= Robert Wysome =

English conductor

Robert Wysome (born 1946; died 2019) was the conductor of New College Chorale based in Wellington, Shropshire, Conductor of the Shropshire Youth Orchestra, Musical Director for the Shropshire Music Service and a notable pianist and organist. He was born in South Wales and began his musical career as an organist and accompanist. He read music at Cardiff University where he studied composition with Alun Hoddinott CBE and organ with Robert Joyce at Llandaff Cathedral. He was organist at St. John the Baptist Church in Cardiff for several years before moving to Bristol where he performed widely as a conductor and accompanist, working with Bristol Opera Company, University of Bristol Symphony Orchestra and Bristol Old Vic Theatre Company.

He moved to Shropshire in 1975 to become the first Director of Music at New College, Telford. The department gained a wide reputation for its work and was featured regularly on local and national radio and television, including a series of joint projects with Welsh National Opera. After retiring from full-time teaching in 2001, Wysome worked as a freelance musician, particularly in the fields of conducting, examining and accompanying.

In the 1980s, Wysome began working with the Shropshire Music Service and conducted the Shropshire Youth Orchestra on many successful foreign tours, visiting Russia, Germany, France, the Netherlands, Norway, Italy, Hungary and the Czech Republic as well as regular visits to the Festival of Youth Orchestras as part of the Edinburgh Festival. He had a huge impact on the musical lives of many young people over his time with the orchestra and his standing down from conducting in 2012 was a great loss to young musicians in Shropshire. His final tour with the orchestra to Salzburg, Austria in 2011 was widely considered a huge success.

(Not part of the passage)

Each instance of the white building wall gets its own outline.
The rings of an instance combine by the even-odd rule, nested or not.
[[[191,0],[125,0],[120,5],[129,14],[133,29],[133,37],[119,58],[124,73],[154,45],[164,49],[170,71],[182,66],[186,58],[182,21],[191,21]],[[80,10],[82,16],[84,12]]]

His work with various orchestras enabled Wysome to direct concertos with many leading soloists, including Jack Brymer, Emma Johnson, Peter Donohoe, Erich Gruenberg, Alan Schiller, Robert Cohen, Michele Petri and Leeds Piano Competition winner Ricardo Castro. He has also conducted concerts of a lighter nature - working with Sir Patrick Moore, Robert Hardy CBE, Brian Kay, Jon Pertwee and Timothy West CBE - and open-air "fireworks" concerts at venues such as Castle Howard in Yorkshire, Killerton Park in Exeter and both Attingham Park and Aqualate Park in Newport, Shropshire.

Wysome served as Chairman of the Telford Arts Festival, Director of the Shropshire Schools Opera Project and worked on the BBC 'Music in Action' television series.